The festival was the best one yet, largely I suspect, down to the fact I had a full belly, and it did not rain, and the grass was only a bit damp. Oscar’s cheer leading routine went down very well and he only failed to be in time once or twice. He had a blast up on stage and it was nice to see him with a smile on his face instead of his current, slightly anxious grimace. Tallulah sang like an angel, but the sooner the Taylor Swift obsession finishes, the happier we will all be.

Jason arrived from Berlin last night looking slightly harum scarum due to the fact that it was 39 C with 95% humidity and thunderstorms so bad he was grounded at the airport for several hours while everyone worried about turbulence and what to do if you’re hit by lightning. He is working from home today, which is good, as Tilly woke up with an upset stomach and is not fit to come on the school run with me.

The cat brought in a baby bird one evening this week. I cannot recall which one, evening – not bird. It is all so high octane every day blurs into the next. The rescue operation involved Tilly flapping as much as the bird, lots of avian crap, and a tornado of feathers and fur. A filing cabinet was involved. Filing cabinets always seem to be involved with the various pet rescue operations that take place in our house, mainly due to the fact that the cat always brings what she catches into the office. I think it is an offering to Jason, even when he is not there.

We came third in the pub quiz this week. I have learned that there are eight states in the USA that begin with M. Do not ask me to name them all now. I have learned that your thirteenth wedding anniversary is lace (I do not want any, should our marriage survive this long), and that a catawba is a type of grape. This will be invaluable to me in the future, possibly in the zombie invasion, should there be a sudden death quiz question over who to eat next.

I have started flinging clothing into desultory piles for our holiday. I have not really grasped the concept that we are going on holiday tomorrow yet. There is too much else to think about. Mostly the universe has grasped the fact that we are going however. My period started last night and I have the most horrendous stomach cramps this morning, and am so bloated I look like I might actually have swallowed a child at the summer festival yesterday by mistake. There is nothing like the prospect of five hours in a car on the M25 to make you feel good about this state of affairs.

To add to this, I put the washing machine on last night before we went to bed, and woke up this morning to find that it was flashing some error code and had all the washing trapped inside it. I was, as you can imagine, intensely relieved about this. I do not feel a morning has sufficient drama to it until we have had some kind of domestic tragedy which will only add further layers of complication to an already frantic day. Having your washing machine fall apart less than twenty four hours before your holiday commences is surely one of the best domestic tragedies money can buy? Jason is currently trying to wrestle the clothes out of the machine. I have tried, and failed. This is not unexpected.

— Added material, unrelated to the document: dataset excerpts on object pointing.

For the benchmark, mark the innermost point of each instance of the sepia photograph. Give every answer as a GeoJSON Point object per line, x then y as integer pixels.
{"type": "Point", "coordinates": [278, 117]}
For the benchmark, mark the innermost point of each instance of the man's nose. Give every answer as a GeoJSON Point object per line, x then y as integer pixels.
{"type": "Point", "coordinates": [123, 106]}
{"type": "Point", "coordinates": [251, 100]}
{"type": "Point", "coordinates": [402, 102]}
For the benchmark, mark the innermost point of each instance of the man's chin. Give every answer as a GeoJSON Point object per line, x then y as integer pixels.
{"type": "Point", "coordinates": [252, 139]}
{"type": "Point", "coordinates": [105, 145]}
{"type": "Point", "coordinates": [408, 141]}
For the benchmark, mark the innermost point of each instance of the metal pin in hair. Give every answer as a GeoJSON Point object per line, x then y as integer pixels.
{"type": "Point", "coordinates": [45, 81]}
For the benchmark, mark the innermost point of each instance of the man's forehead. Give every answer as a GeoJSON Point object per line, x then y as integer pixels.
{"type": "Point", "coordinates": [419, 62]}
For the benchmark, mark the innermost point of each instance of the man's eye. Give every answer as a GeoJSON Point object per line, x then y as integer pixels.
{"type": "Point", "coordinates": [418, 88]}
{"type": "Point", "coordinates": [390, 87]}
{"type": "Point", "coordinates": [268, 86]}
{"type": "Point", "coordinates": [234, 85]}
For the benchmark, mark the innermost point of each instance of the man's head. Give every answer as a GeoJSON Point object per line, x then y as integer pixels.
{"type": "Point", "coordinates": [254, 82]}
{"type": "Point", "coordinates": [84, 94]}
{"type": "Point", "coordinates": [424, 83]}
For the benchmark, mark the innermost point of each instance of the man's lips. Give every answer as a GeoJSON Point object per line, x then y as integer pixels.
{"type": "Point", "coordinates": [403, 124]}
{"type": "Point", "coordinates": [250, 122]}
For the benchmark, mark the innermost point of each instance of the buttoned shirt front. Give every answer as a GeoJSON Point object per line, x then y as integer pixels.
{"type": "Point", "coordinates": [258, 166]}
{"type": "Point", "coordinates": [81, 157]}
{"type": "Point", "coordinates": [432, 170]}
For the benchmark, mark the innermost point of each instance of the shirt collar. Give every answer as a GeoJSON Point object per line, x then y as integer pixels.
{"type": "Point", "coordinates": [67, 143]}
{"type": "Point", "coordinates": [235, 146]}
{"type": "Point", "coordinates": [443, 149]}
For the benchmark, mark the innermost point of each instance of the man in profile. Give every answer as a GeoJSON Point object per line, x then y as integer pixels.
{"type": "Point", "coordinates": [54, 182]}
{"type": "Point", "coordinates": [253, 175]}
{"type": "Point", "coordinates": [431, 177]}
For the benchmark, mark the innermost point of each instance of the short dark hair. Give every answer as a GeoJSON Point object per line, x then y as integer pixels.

I am writing copious notes to my poor, dear mama, who it seems will be moving in with a tortoise, a cat bent on the destruction of all winged beasts in a ten mile radius and a washing machine which is becoming an anarchist and refusing to do as its told. I feel very sorry for her.

Sorry mum.

To keep you up to date on further domestic issues, we are slightly nearer resolving the issue of someone coming to tile the shower, although we still have no shower, and it will take at least another fortnight before anyone vaguely competent may or may not show up. We are not speaking about the front door any more. Apparently there might be a door restoration man coming today. I do not believe this for an instant.

Now I must go forth and juggle my life, and drive and drive, and sneak off for at least an hour to have a Swedish massage, which may be the only thing that stands between me and a nervous break down between now and four o’clock tomorrow, when we may or may not end up in Camber Sands.

2 responses to “I dream of gin

  1. Your life sounds almost exactly like mine about five years ago. Things have definitely got easier as children have grown older and I have grown lazier. Always enjoy reading your posts, but hope you have a lovely break from everything at Camber Sands.